Of course, Sadako arrives in Mayu’s life from another angle as well: her fame-seeking brother Kazuma (Hiroya Shimizu), a wanna-be Youtuber who spends time struggling to build an online following with an escalating series of Jake Paul-like pranks. In search of thrilling clickbait, he decides to visit the girl’s charred apartment to capitalize on the Internet’s love of “scary, urban experience videos.” Predictably, he goes missing soon afterward, and Mayu endeavors to find out where he’s gone while reckoning with Sadako’s hold on her young charge.
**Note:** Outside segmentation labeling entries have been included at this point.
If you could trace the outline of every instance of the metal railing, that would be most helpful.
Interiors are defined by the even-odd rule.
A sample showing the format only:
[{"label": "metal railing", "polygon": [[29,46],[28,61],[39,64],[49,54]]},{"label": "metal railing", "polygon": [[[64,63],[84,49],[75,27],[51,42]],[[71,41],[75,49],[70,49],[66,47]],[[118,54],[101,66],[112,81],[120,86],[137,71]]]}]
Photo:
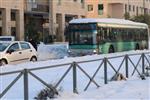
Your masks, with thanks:
[{"label": "metal railing", "polygon": [[[103,70],[103,76],[104,76],[103,84],[108,84],[108,82],[109,82],[109,79],[108,79],[108,75],[109,75],[108,68],[109,67],[114,71],[115,75],[120,73],[120,70],[122,67],[125,67],[125,70],[124,70],[125,75],[124,76],[126,76],[127,78],[135,75],[135,73],[137,73],[138,75],[142,75],[146,72],[146,66],[148,66],[148,67],[150,66],[149,54],[150,54],[150,52],[139,53],[139,54],[130,54],[130,55],[126,54],[126,55],[121,55],[121,56],[116,56],[116,57],[105,57],[105,58],[89,60],[89,61],[72,62],[72,63],[66,63],[66,64],[60,64],[60,65],[52,65],[52,66],[46,66],[46,67],[31,68],[31,69],[24,69],[24,70],[12,71],[12,72],[0,73],[0,77],[18,73],[16,78],[0,93],[0,99],[21,78],[21,76],[23,76],[23,84],[22,85],[24,86],[24,100],[29,99],[29,79],[28,79],[29,75],[33,76],[36,80],[38,80],[43,85],[45,85],[46,87],[51,89],[51,87],[48,85],[47,82],[45,82],[42,78],[40,78],[39,76],[37,76],[33,73],[33,71],[37,71],[37,70],[69,66],[69,68],[67,68],[67,70],[63,73],[62,77],[58,80],[58,82],[55,84],[54,87],[57,88],[60,85],[60,83],[62,82],[62,80],[66,77],[66,75],[72,70],[72,79],[73,79],[72,85],[73,85],[74,93],[78,93],[77,68],[89,79],[88,83],[85,85],[84,91],[86,91],[89,88],[91,83],[93,83],[96,87],[100,87],[101,83],[96,82],[95,77],[99,73],[100,69],[102,69],[102,68],[103,68],[102,70]],[[132,56],[139,56],[138,61],[133,62],[133,60],[131,59]],[[122,61],[117,68],[115,67],[116,65],[114,66],[113,62],[111,61],[116,58],[117,59],[122,58]],[[95,61],[100,62],[100,64],[96,68],[93,75],[89,75],[88,72],[85,71],[85,69],[82,68],[81,65],[90,63],[90,62],[95,62]],[[133,68],[133,71],[130,71],[130,73],[132,73],[132,74],[129,73],[130,67]]]}]

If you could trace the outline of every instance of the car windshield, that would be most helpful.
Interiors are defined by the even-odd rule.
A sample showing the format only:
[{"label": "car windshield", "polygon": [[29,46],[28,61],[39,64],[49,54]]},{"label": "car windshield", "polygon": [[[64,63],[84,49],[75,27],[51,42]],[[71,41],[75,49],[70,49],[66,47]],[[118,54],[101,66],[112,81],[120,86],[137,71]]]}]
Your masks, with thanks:
[{"label": "car windshield", "polygon": [[4,51],[10,43],[0,43],[0,52]]}]

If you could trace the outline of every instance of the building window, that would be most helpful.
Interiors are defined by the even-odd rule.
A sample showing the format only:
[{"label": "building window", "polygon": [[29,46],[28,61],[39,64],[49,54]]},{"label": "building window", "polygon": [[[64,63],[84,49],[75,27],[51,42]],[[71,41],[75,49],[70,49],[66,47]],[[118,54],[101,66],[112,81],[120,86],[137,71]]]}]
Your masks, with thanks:
[{"label": "building window", "polygon": [[61,0],[58,0],[58,5],[61,5]]},{"label": "building window", "polygon": [[137,16],[139,15],[139,8],[138,8],[138,6],[136,7],[136,15]]},{"label": "building window", "polygon": [[135,11],[135,6],[133,5],[133,12]]},{"label": "building window", "polygon": [[129,11],[131,11],[131,5],[129,5]]},{"label": "building window", "polygon": [[125,4],[125,12],[127,12],[127,4]]},{"label": "building window", "polygon": [[103,4],[98,4],[98,15],[103,15],[103,9],[104,9]]},{"label": "building window", "polygon": [[81,3],[84,3],[84,0],[81,0]]},{"label": "building window", "polygon": [[93,11],[93,5],[88,5],[88,11]]}]

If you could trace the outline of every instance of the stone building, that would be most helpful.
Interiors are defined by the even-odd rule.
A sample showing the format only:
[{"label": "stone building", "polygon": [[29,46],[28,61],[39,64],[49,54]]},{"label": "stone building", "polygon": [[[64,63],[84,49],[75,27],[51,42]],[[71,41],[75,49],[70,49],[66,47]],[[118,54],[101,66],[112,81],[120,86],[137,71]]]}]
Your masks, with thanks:
[{"label": "stone building", "polygon": [[0,0],[0,35],[24,39],[24,0]]},{"label": "stone building", "polygon": [[150,0],[85,0],[87,17],[124,18],[140,14],[150,14]]}]

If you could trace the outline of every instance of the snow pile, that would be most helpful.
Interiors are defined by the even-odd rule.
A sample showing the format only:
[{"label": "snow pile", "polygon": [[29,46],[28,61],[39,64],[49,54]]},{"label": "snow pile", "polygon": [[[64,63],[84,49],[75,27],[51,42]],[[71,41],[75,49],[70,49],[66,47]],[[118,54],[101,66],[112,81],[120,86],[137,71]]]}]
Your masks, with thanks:
[{"label": "snow pile", "polygon": [[50,44],[41,43],[38,46],[38,60],[60,59],[68,55],[68,44]]},{"label": "snow pile", "polygon": [[150,78],[114,81],[98,89],[83,93],[62,93],[57,100],[150,100]]}]

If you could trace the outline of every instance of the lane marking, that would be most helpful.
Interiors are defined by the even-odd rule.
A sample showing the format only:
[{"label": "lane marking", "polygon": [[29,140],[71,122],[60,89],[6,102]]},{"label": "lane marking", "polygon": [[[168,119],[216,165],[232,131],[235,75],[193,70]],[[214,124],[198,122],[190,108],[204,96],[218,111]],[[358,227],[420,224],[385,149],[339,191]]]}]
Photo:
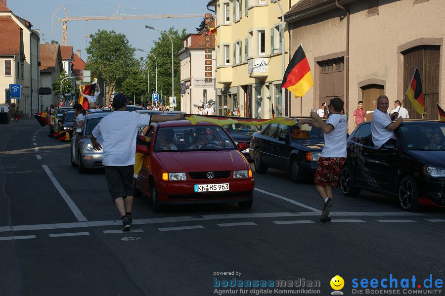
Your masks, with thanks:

The idea of updating the Ringu mythos to expand Sadako’s reach from VHS tapes to YouTube videos is a scintillating one — talk about ‘viral videos’ — but Sadako doesn’t quite dig into the implications of this new issue as deeply as one would think. Kazuma’s videos are delightfully idiotic, recalling the lo-fi production values and gormless enthusiasm of Eighth Grade, but they turn full Blair Witch in his final installments. I’d easily watch an entire found footage film geared toward Sadako’s mythos; it sounds like the perfect vehicle for that, right? Alas, apart from some admittedly-poignant moments in which Mayu pores over her brother’s videos for clues, gaining a kind of horrific understanding of him in the process, the viral video angle barely finds purchase.
Not only that, the nature of the curse gets a bit muddier in this installment, the third act conjuring up some mysterious origin story for her that ties back to old-school government experiments and a mysterious cave whose round entrance forms the titular ‘ring’. As if that weren’t enough, Sadako is also concerned with the battle over the soul of Himejima’s little girl, with Mayu serving as a surrogate mother. As a result, there’s a lot of thematic ground being glanced at here — the paralyzing shock of loneliness, the responsibilities of motherhood — but the script can’t quite land on one.
As muddied as the subtexts may be, Nakata still has an incredible command of horror atmosphere, and the scares are as effective and subtle as ever, even if it takes us forever to get there. Sadako remains a deliciously atmospheric presence on par with Linda Blair in The Exorcist, a hollow girl made of practically-living jet black hair and gnarled digits who snaps, cracks and crawls with the best of them. Nakata uses her sparingly in the film’s first half, but by the fifty-minute mark, an encounter at the hospital unleashes Sadako’s (and Nakata’s) full power. From there, tense encounters with she of the long black hair are interspersed with half-baked heart to hearts with Kazuma’s agent (Takashi Tsukamoto), who suddenly becomes Mayu’s partner in crime despite having no real connection prior to this point, to mixed results.
Sadako will hardly bring the Ring franchise back from the dead; it’s far too muted and psychological for that. But while the found-footage YouTube video format feels like a missed opportunity, Nakata at least uses this opportunity to showcase the incredible command of creaky horror tension that makes his return to the series so exciting. Unfortunately, those moments feel a bit too little, too late, making this a shaky start for Fantasia 2019.